Roughly 350 drop-off sites in California will take consumers’ unwanted or unused medications on Saturday and properly dispose of them.
It’s part of an annual nationwide event Saturday called the 10th annual National Prescription Drug Take-Back Day, organized by the federal Drug Enforcement Administration and involving hundreds of police stations across California and a large number of Kaiser Permanente medical offices.
It’s one of several efforts statewide to control misuse and abuse of prescription medication.
“When left laying around, too often unused medications get into the hands of seniors, children and others, and usually those medications are expired or no longer being taken,” said Steve Gray, a Kaiser Permanente pharmacist and KP’s pharmacy professional affairs leader for California.
“The most important part of this [effort] is public safety,” Gray said, “so people don’t hurt themselves or hurt others.”
Seniors sometimes self-prescribe with leftover medications, he said, or they give them to other seniors. Children can take them by accident, or drug abusers can steal them.
As part of his job, Gray travels around the state to counties that are considering ordinances to require drug manufacturers to take back unused and unwanted prescription medications.
So far, at least four counties have adopted these rules and another seven to 10 counties are considering legislation, Gray said. He said he’s meeting with Los Angeles County officials on Monday to help shape their take-back policy.
“There is nothing at the state or federal level to deal with this so the counties are trying to do what they can through their ordinances. It gets difficult if each of the 58 counties have a different program. So I try to help identify best practices so [the ordinances] are the same,” Gray said.
“It starts from the premise that drugs are by prescription [only] because consumers don’t have the knowledge to use them on their own, so some are over the counter and some by prescription,” Gray said. “You have to have the knowledge and experience to know when to use them, how to use them and when to stop using them.”

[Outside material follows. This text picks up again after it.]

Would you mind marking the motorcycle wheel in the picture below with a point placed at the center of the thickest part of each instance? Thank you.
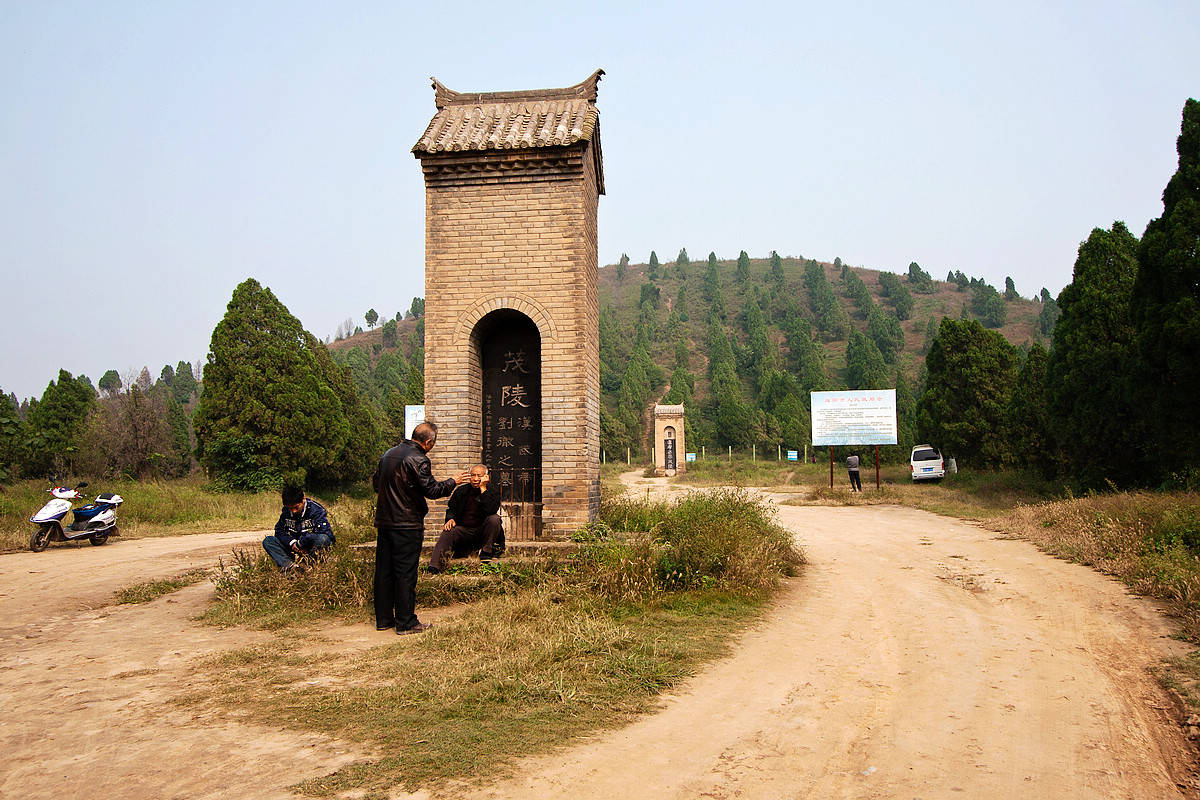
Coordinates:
(41, 537)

There are a couple of other ways to keep prescription medications from building up, he said:
- Small initial quantity. Instead of prescribing a drug for the first time for a full course of a month or even three months, Gray said there’s an effort underway to start with a smaller amount. “The provider doesn’t know what will be tolerated by you, and doesn’t know whether it’s going to work,” Gray said, “so let’s start out with a small quantity that would be a good test of whether it might work or not first.”
- Mail-back envelopes. Many retail drug stores now sell pre-paid unused-medication envelopes, to more easily dispose of unwanted prescription drugs. “The envelopes are approved by the federal government,” Gray said. “That is probably the most convenient at this point.”
Opioids are the most-misused and dangerous medication, he said, but they’re not the only ones that can be deadly.
“That’s just one category,” he said. “You can really hurt yourself with opioids, but many times people think, ‘I have diabetes, too,’ and they can kill themselves by taking someone else’s diabetes medication.”
Gray said his own parents lived through the Great Depression, “and they don’t like to see anything thrown away,” he said. “They think, ‘Maybe someday I’ll need that.’ This is a real problem with seniors.”